On the American Policy Center Web site are various books, DVDs and documents, including a “Stop Agenda 21 Action Kit 2,” which sells for $159.

DeWeese didn’t get much attention for quite a while, but after a time the John Birch Society, which had a correspondent at the Rio conference, got into the act. The Birch group, which became notorious for claiming that President Dwight D. Eisenhower was a communist agent and that fluoridation of water was an attempt to poison Americans, began sponsoring 1-day clinics around the country. The theme: Agenda 21 is a new religion for environmentalists.

But the movement found its most effective voice in Fox News commentator Glenn Beck, whose antics fanned the flames, especially for his Tea Party followers.

“Those pushing ... government control on a global level have mastered the art of hiding it in plain sight and then just dismissing it as a joke,” the SPLC quotes Beck saying around 2011. “Once they put their fangs into our communities and suck all the blood out of it [sic], we will not be able to survive.”

Beck left Fox News in 2011 to start his own online TV and radio show and later admitted to a Fox interviewer that he wished he “could go back and be more uniting in my language because I think I played a role, unfortunately, in helping tear the country apart ...”

However, Beck continued to use Agenda 21 as a whipping boy and profit-maker.

In 2012 he published a science fiction novel called “Agenda 21,” which is described thusly in promotional materials: “Just a generation ago, this place was called America.
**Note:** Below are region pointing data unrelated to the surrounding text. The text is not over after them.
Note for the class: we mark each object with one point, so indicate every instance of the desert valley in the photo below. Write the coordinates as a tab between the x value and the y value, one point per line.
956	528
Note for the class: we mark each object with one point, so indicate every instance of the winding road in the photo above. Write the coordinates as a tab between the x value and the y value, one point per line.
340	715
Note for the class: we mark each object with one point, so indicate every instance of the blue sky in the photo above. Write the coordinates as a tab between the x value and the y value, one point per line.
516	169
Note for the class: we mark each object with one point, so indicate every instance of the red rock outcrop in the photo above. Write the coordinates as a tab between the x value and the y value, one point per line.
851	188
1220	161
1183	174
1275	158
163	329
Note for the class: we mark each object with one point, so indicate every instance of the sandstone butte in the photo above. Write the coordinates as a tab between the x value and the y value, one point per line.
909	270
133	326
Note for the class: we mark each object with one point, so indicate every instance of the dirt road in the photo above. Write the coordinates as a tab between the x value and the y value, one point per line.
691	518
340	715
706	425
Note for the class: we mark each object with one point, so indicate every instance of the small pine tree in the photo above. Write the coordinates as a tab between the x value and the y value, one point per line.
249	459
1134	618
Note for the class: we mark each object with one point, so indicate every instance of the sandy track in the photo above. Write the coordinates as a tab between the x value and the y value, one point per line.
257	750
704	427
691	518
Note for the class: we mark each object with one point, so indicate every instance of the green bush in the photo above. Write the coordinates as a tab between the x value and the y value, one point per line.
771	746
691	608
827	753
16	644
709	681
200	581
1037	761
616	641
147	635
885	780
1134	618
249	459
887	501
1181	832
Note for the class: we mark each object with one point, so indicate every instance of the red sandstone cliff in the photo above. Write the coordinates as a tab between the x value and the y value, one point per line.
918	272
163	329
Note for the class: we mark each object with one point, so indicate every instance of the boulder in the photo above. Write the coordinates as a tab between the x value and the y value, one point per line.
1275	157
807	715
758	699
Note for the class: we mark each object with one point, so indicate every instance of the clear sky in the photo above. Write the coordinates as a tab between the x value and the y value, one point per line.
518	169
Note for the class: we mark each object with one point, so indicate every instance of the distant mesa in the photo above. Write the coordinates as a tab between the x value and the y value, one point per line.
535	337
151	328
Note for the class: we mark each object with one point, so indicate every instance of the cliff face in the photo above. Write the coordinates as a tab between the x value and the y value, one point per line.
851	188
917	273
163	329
Now, after the worldwide implementation of a UN-led program called Agenda 21, it’s simply known as “the Republic.” There is no president. No Congress. No Supreme Court. No freedom. There are only the Authorities.”

Actually, Beck didn’t even write the novel. Its author was Harriet Parke, a registered nurse, but Beck bought the rights to publish it under his name with Parke as “ghost writer.” Many celebrities do that in reverse — contracting with a ghost writer to put words on paper.

Beck added a few pages at the end of the book, warning: “[I]f the United Nations in partnership with radical environmental activists and naive local governments get their way, then the themes explored in this novel may start to look very familiar, very quickly.”

No doubt, the novel created some confusion between the facts and the fiction about Agenda 21, playing into the hands of those who use fear as a political tool.

Some public officials took the bait. U.S. Sen. Ted Cruz, R-Texas, claimed that Agenda 21 seeks to abolish “golf courses, grazing pastures and paved roads.” Former House Speaker Newt Gingrich, in his short-lived run for president in 2012, pledged to repudiate the plan, blaming it on President Barack Obama and conveniently ignoring the fact that a Republican president had signed it.

The Republicans’ national platform in 2012 said: “We strongly reject the U.N. Agenda 21 as erosive of American sovereignty.”

Conservatives have introduced anti-Agenda 21 bills or resolutions in 26 states as of May, according to Slate magazine. Most of them have failed, but Alabama passed legislation and various projects around the country have been scrapped after encountering anti-Agenda 21 activists. The SPLC study, which can be found at its Web site (www.splcenter.org), provides many case studies and spotlights the anti-Agenda 21 groups involved in the fight, as well as their tactics.

Anyone concerned about Agenda 21 should read this study.